Over the past five years, both the Reno Gazette-Journal and the Nevada Policy Research Institute, the nonpartisan think tank where I used to work, have sued PERS for withholding public records. Both groups wanted information that included retiree names and their pension amounts. We already know public employee pensions can top $250,000 a year.
PERS lost in District Court in 2011. It lost at the Supreme Court in 2013. It lost when a District Court judge questioned the “truthfulness” of PERS’ former chief in 2014. It lost again last week in District Court.
To paraphrase Donald Trump: PERS has lost so much, you think they’d get tired of losing.
Nope. After District Judge James Wilson ruled last week that PERS must fulfill NPRI’s request for 2014 pension information, PERS’ board held an emergency meeting Tuesday and decided to appeal. Expect PERS to lose again, especially because the Nevada Supreme Court actually strengthened the Public Records Act in its unrelated 2015 Blackjack Bonding ruling.
Not that PERS cares.
PERS is using your money to keep you from finding out how it’s spending your money. It’s the pinnacle of government arrogance.
You fund the government contributions to PERS that are invested and paid out as benefits. And you’re the backstop for PERS when it finally hits a fiscal wall. PERS offers the most generous pensions in the county for full-career retirees and is one of the most underfunded state pensions in the country. And the public has been kept in the dark for decades about benefits that are no longer available in the private sector.
Public employee salary information is public record. But pensions aren’t? Come on.
PERS claims that it’s working to protect member privacy, but PERS’ attempts to avoid transparency have actually put its members at greater risk.
In 2014, a district judge ruled that PERS had to release a document it sends to its actuary that contains all the information requested by the Reno Gazette-Journal. PERS did so. But in 2015, PERS eliminated names from that document and used Social Security numbers as the unique identifier. After making the change, PERS sent a document to NPRI that included no names, but the Social Security numbers of more than 100 current and retired judges.

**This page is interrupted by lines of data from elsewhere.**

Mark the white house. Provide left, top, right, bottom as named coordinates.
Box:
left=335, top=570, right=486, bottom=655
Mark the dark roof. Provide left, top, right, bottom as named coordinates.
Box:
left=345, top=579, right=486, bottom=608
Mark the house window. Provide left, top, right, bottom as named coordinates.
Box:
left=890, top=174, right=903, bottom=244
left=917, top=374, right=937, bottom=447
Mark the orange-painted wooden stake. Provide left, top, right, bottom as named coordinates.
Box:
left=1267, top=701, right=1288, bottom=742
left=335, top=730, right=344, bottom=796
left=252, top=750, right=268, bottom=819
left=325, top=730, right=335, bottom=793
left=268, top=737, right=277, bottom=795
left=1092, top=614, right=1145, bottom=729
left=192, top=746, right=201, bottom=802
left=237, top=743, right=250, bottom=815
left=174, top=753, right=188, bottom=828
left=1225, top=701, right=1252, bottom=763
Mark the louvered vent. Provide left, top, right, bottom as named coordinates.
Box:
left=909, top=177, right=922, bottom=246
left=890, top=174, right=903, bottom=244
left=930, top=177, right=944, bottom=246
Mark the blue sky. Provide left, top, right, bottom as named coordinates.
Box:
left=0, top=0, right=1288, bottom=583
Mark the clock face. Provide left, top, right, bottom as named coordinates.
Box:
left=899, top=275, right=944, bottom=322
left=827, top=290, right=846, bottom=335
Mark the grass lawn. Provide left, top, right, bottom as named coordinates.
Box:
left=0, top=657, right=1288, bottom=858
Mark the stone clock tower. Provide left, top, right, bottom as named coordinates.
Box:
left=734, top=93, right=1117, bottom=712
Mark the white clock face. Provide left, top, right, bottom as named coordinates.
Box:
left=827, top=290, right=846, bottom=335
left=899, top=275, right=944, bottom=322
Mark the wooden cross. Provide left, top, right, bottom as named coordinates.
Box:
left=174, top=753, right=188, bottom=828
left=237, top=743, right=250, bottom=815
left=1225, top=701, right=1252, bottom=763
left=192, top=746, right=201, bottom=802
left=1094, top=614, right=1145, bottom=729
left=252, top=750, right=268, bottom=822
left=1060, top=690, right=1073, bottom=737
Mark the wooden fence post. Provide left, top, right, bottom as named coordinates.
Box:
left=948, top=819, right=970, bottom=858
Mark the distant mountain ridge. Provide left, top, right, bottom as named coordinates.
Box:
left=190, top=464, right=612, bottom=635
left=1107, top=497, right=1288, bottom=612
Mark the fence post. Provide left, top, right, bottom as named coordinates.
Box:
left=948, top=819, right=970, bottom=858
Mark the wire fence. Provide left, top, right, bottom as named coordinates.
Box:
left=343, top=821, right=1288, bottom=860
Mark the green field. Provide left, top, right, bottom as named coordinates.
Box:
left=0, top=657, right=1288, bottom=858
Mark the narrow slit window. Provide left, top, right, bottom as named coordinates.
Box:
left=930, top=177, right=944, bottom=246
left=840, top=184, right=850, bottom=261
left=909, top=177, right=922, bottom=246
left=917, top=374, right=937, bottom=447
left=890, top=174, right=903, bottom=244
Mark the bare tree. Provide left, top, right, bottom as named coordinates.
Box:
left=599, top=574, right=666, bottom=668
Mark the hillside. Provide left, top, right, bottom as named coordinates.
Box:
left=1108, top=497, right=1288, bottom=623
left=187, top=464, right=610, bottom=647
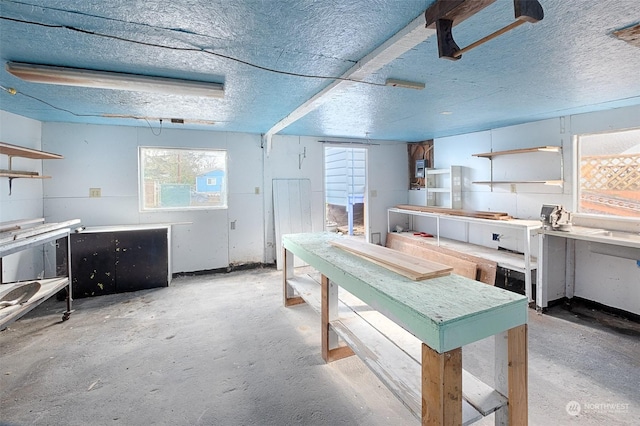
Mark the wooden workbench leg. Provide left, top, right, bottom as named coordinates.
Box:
left=282, top=247, right=304, bottom=306
left=495, top=324, right=529, bottom=426
left=422, top=343, right=462, bottom=425
left=320, top=275, right=353, bottom=362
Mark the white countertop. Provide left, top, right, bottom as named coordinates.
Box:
left=542, top=226, right=640, bottom=248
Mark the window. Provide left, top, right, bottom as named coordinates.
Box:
left=139, top=147, right=227, bottom=211
left=577, top=129, right=640, bottom=218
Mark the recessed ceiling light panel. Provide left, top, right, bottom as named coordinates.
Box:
left=5, top=62, right=224, bottom=98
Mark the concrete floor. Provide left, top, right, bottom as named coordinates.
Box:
left=0, top=269, right=640, bottom=426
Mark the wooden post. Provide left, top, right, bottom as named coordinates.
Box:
left=495, top=324, right=529, bottom=426
left=507, top=324, right=529, bottom=426
left=320, top=274, right=353, bottom=362
left=282, top=247, right=304, bottom=307
left=422, top=343, right=462, bottom=426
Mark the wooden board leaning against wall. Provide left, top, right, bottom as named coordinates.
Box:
left=407, top=139, right=433, bottom=189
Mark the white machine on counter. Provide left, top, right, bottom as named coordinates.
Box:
left=540, top=204, right=571, bottom=231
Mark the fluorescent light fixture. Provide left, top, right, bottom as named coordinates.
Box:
left=5, top=62, right=224, bottom=98
left=384, top=78, right=424, bottom=90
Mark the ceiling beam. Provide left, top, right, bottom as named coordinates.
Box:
left=262, top=13, right=436, bottom=155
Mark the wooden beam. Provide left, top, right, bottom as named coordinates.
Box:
left=396, top=204, right=511, bottom=220
left=262, top=11, right=438, bottom=156
left=507, top=324, right=529, bottom=426
left=422, top=343, right=462, bottom=426
left=320, top=275, right=354, bottom=363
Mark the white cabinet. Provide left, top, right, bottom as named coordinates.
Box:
left=409, top=166, right=462, bottom=209
left=0, top=219, right=80, bottom=330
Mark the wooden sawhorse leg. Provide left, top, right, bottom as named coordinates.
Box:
left=495, top=324, right=529, bottom=426
left=422, top=343, right=462, bottom=426
left=320, top=275, right=353, bottom=362
left=282, top=247, right=304, bottom=306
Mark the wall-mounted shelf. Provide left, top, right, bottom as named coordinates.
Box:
left=0, top=142, right=64, bottom=191
left=471, top=180, right=564, bottom=186
left=0, top=219, right=80, bottom=330
left=472, top=146, right=564, bottom=187
left=409, top=166, right=462, bottom=209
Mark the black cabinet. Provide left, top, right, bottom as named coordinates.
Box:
left=59, top=227, right=171, bottom=298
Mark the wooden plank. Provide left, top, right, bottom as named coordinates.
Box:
left=0, top=170, right=51, bottom=179
left=396, top=204, right=511, bottom=220
left=0, top=217, right=44, bottom=235
left=331, top=238, right=453, bottom=279
left=0, top=169, right=40, bottom=177
left=507, top=324, right=529, bottom=426
left=0, top=142, right=64, bottom=160
left=422, top=343, right=462, bottom=426
left=385, top=233, right=478, bottom=280
left=283, top=233, right=528, bottom=352
left=386, top=232, right=498, bottom=285
left=282, top=248, right=304, bottom=307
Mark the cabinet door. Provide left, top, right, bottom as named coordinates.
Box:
left=114, top=229, right=169, bottom=293
left=70, top=232, right=116, bottom=298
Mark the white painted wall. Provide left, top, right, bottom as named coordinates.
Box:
left=432, top=106, right=640, bottom=314
left=42, top=123, right=264, bottom=272
left=365, top=142, right=409, bottom=245
left=0, top=111, right=43, bottom=282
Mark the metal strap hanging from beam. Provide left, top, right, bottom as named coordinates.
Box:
left=425, top=0, right=544, bottom=60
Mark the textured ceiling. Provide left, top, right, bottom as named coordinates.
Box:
left=0, top=0, right=640, bottom=141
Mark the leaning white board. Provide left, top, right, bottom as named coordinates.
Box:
left=273, top=179, right=313, bottom=270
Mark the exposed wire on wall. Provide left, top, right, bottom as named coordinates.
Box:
left=0, top=16, right=386, bottom=87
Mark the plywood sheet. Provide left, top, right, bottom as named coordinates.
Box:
left=386, top=234, right=478, bottom=280
left=387, top=232, right=498, bottom=285
left=396, top=204, right=511, bottom=220
left=273, top=179, right=313, bottom=270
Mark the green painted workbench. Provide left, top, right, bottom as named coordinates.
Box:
left=282, top=233, right=528, bottom=425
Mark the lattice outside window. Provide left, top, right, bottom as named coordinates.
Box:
left=578, top=129, right=640, bottom=217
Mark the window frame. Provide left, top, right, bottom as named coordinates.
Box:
left=138, top=146, right=229, bottom=213
left=572, top=127, right=640, bottom=221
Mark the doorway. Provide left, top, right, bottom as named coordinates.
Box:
left=324, top=146, right=367, bottom=236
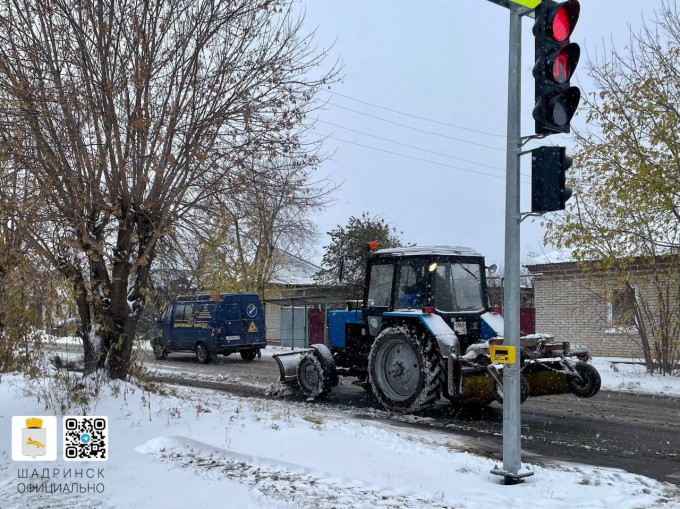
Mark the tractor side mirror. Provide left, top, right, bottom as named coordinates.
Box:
left=338, top=257, right=345, bottom=283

PERS denied it released the information in retaliation for the Supreme Court’s ruling, but it still refused to release names.
PERS’ only hope to keep these records secret is to change the law. In 2015, nine Democrat senators, including then-Senate Minority Leader Aaron Ford, sponsored a bill to exempt PERS payouts from the Public Records Act. The Republican-controlled Senate didn’t even give the bill a hearing, but Ford is now the Senate majority leader. The public must demand that legislative Democrats protect the public’s right to know.
“If at first you don’t succeed, try, try again” is great life advice, but it’s not the motto public officials should use when trying to hide public records from the public.